Money may not be able to buy happiness, but a new study suggests it does buy health.
Researchers in the US discovered that people who lost at least 75 per cent of their nest eggs in middle or older age, were 50 per cent more likely to die in the next 20 years.
The researchers say the financial loss takes a heavy toll on physical and mental health.
“We found losing your life-savings has a profound effect on person’s long-term health,” said lead author Dr Lindsay Pool, a research assistant professor of preventive medicine at Northwestern University Feinberg School of Medicine.
“It’s a very pervasive issue. It wasn’t just a few individuals but more than 25 percent of Americans had a wealth shock over the 20 years of the study.”
The study, which is published in the journal Jama, is the first to look at the long-term effects of a large financial loss.
“Our findings offer new evidence for a potentially important social determinant of health that so far has not been recognized: sudden loss of wealth in late middle or older age,” said senior author Carlos Mendes de Leon, professor of epidemiology and global public health at University of Michigan’s School of Public Health.
The study also examined a group of low-income people who did not have any accumulated wealth and were considered socially vulnerable in terms of their health. Their increased risk of mortality over 20 years was 67 percent.
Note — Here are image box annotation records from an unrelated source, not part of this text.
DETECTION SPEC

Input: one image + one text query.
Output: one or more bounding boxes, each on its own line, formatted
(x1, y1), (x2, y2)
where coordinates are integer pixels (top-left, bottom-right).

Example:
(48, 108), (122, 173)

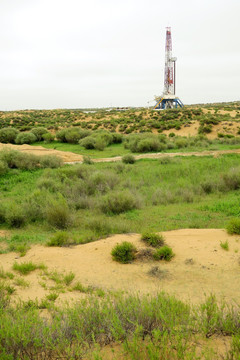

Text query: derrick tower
(154, 27), (183, 110)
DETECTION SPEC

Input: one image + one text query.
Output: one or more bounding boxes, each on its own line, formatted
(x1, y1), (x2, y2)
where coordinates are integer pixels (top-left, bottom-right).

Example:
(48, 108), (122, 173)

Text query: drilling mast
(154, 27), (183, 110)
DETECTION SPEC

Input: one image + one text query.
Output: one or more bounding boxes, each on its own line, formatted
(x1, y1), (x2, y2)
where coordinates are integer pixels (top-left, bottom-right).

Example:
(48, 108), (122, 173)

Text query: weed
(63, 272), (75, 286)
(46, 292), (58, 301)
(100, 190), (140, 214)
(12, 261), (46, 275)
(72, 281), (92, 293)
(220, 240), (229, 251)
(111, 241), (137, 264)
(141, 232), (165, 248)
(227, 218), (240, 235)
(14, 277), (30, 288)
(122, 154), (136, 164)
(153, 245), (174, 261)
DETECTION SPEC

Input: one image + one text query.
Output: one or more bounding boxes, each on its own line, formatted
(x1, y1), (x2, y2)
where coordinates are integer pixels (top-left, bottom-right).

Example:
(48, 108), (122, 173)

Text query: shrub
(0, 127), (19, 144)
(83, 156), (94, 165)
(141, 232), (165, 247)
(153, 245), (174, 261)
(42, 133), (55, 144)
(222, 167), (240, 190)
(227, 218), (240, 235)
(122, 154), (136, 164)
(47, 231), (70, 247)
(5, 203), (26, 228)
(111, 241), (137, 264)
(0, 160), (8, 176)
(31, 127), (51, 141)
(16, 132), (37, 144)
(40, 155), (63, 169)
(175, 138), (188, 149)
(100, 190), (140, 214)
(79, 136), (96, 150)
(65, 128), (91, 144)
(220, 240), (229, 251)
(56, 129), (67, 143)
(46, 199), (72, 229)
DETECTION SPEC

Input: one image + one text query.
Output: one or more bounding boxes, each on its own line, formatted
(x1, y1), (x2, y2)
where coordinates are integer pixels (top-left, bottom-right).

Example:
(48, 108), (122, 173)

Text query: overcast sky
(0, 0), (240, 110)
“The most surprising finding was that having wealth and losing it is almost as bad for your life expectancy as never having wealth,” said Dr Pool.
The study looked at longitudinal data from the Health and Retirement Study which was started by the National Institute on Aging in 1992, and has been following 8,000 participants ever since, monitoring health and wellbeing.
The team had already shown that financial stress, such as the global recession, causes short term depression high blood pressure and other markers of ill health.
But the new findings show that financial loss also has devastating long term implications.
“This shows clinicians need to have an awareness of their patients’ financial circumstances,” added Dr Pool.
“It’s something they need to ask about to understand if their patients may be at an increased health risk.”
The team is now planning to investigate the mechanisms that lead to higher mortality after a big financial loss.
“Why are people dying, and can we intervene at some point in a way that might reverse the course of that increased risk?” she said.